Despite his feeble denials, Donald Trump is a racist. It’s in his DNA.

His daddy, Fred Trump, was arrested at a Ku Klux Klan riot in New York City in 1927. Father and son were both sued by the federal government twice in the 1970’s for refusing to rent apartments to Black people. In the 1990’s Donald Trump took out full page ads in New York newspapers calling for the death penalty for the “Central Park Five,” a group of Black and Hispanic teens accused and convicted of raping a White woman. After spending years in jail, all five were exonerated by DNA evidence. Yet, Trump’s bloodlust never wavered, he still believes those young men should have been put to death.

Subsequently, there has been bitherism, `Mexican rapists’ and Charlottesville added to Trump’s pantheon of racist episodes.

The great Maya Angelou once said, “When someone shows you who they are believe them; the first time.”

So, last week when Trump disparaged Haitians and referred to African nations as, “sh*thole countries,” he already had me at the Central Park Five.

Sean Yoes (Courtesy Photo)

Obviously, Donald Trump is a racist.

Yet, there are too many White Americans who don’t come to the same conclusion and probably never will.

America’s racist right wing has perfected a simple, but insidious defense of racist behavior; maybe it should be called racism denial derangement syndrome.

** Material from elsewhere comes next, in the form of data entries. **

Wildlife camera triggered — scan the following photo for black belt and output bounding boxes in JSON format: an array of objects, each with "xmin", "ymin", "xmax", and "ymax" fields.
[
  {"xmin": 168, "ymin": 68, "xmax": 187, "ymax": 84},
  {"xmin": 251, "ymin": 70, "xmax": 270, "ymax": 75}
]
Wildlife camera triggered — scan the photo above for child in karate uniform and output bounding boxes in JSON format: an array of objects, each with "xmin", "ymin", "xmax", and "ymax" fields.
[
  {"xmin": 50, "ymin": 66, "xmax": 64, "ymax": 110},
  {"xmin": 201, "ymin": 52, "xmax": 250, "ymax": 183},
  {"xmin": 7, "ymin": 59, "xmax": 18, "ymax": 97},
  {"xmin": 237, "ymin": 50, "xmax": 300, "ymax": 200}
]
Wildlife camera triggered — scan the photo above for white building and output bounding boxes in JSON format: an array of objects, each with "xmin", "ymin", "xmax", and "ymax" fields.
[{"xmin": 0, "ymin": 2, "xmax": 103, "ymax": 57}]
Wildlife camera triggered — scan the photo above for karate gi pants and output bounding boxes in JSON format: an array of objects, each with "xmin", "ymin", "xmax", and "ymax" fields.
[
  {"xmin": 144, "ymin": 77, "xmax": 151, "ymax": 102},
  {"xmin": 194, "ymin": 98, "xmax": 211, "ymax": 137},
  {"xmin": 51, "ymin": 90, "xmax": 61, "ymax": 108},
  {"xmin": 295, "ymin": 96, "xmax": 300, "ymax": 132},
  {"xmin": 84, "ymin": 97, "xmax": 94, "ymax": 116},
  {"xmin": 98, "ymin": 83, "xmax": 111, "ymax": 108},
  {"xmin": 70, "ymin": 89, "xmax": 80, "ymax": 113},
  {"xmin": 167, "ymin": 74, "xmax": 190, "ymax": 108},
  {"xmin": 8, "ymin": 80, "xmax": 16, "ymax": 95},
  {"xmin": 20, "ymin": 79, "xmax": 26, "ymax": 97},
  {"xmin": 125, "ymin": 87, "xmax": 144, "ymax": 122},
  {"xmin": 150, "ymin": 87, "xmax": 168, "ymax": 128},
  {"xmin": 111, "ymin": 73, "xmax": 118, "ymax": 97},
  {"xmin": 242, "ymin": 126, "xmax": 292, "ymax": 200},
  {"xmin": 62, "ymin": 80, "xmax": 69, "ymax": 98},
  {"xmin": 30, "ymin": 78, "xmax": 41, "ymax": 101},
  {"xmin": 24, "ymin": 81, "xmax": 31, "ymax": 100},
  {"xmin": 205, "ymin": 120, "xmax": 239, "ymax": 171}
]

One of the best examples of this foolishness occurred right here in Maryland in 2013 during the CPAC (Conservative Political Action Conference), held at of all places, The National Harbor in Prince George’s County, the wealthiest Black county in America.

That year, one of the panels was titled, “Trump the Race Card: Are You Sick and Tired of Being Called a Racist and You Know You’re Not One.” I suspect the title was seen as a pithy play on Trump’s position as king of the birther movement, but it turned out to be a serendipitous instance of foreshadowing. Nevertheless, the discussion was moderated by K. Carl Smith, a Black man and self-described, “Frederick Douglass Republican.”

At one point during the discussion Smith said, “When Douglass came through slavery…he wrote a letter a letter to his former slave master and said: `I forgive you for all the things you did to me.’” And that is when Scott Terry, allegedly a former student at Towson University, interjected, “For giving him shelter and food for all those years?”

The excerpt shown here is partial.